Cresce l’offerta, disunisce la qualità
Il Censis sottolinea, inoltre, che l’offerta della tv per i minori “cresce a ritmi vertiginosi”. Ma questo non a vantaggio della qualità che per quanto riguarda l’Europa è “in peggioramento generale” e risente di un aumento dell’ importazione. In particolare, i paesi dell’Est sono interessati da importazioni massicce con prodotti sempre più scadenti a tasso di violenza altissimo; la quasi totalità di programmazione per bambini in India e in Cina risulta d’ importazione; in America Latina i programmi in chiaro sono sempre più mediocri; il Giappone persegue una massiccia politica d’esportazione di programmi scadenti mentre i prodotti nazionali cominciano ad adottare strategie di sostegno alla qualità; un caso felice è rappresentato dall’Australia che sta perseguendo in questo senso un’intelligente politica di sostegno alla qualità, anche attraverso le quote.

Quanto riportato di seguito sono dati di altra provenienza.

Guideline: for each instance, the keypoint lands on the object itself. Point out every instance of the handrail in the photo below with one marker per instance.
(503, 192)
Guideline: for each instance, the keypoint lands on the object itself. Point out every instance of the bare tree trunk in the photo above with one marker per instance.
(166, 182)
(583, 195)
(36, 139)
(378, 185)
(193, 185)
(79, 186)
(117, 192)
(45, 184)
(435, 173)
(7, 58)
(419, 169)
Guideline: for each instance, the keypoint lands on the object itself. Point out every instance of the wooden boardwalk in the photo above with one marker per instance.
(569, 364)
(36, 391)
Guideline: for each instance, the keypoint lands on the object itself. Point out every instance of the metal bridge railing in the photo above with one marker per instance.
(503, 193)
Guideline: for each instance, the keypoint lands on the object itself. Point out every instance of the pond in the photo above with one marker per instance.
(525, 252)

Gli effetti negativi sul fronte psicologico
Questo panorama, per il Censis, è fonte di “preoccupazione”. Gli effetti negativi dal punto di vista psicologico e culturale nei minori sono concreti. Non si tratta di effetti diretti, ma “a cascata” e nel lungo termine che possono produrre isolamento, difficoltà di relazione, paure, sindromi di diffidenza nel mondo, povertà linguistica, coazione al consumo, insorgenza di pregiudizi e stereotipi. Un allarme ripreso e rilanciato dai medici e psicologi. “Noi medici vediamo ogni giorno le conseguenze delle tante ore passate dai bambini davanti alla televisione – ha sottolineato Federico Bianchi di Castelbianco, psicologo e direttore dell’ Istituto di ortofonologia di Roma, commentando la ricerca – E sono conseguenze gravi – ha aggiunto – perché abbiamo davanti bambini che, dopo l’overdose di tv, denunciano problemi comportamentali, dovuti ad un senso di solitudine. La tv infatti distrae ed informa ma non fa compagnia ai bambini, li spinge, anzi, verso mode ed atteggiamenti che non sono il frutto dell’esperienza dei bambini con i coetanei e della loro evoluzione”. “Tanto tempo davanti la televisione – ha concluso Bianchi di Castelbianco – non solo crea tutti i problemi legati alla solitudine ma agisce anche sui comportamenti, soprattutto quando un bambino vede telegiornali senza avere un adulto vicino, film con scene di violenza e programmi con un’ambigua sessualità”.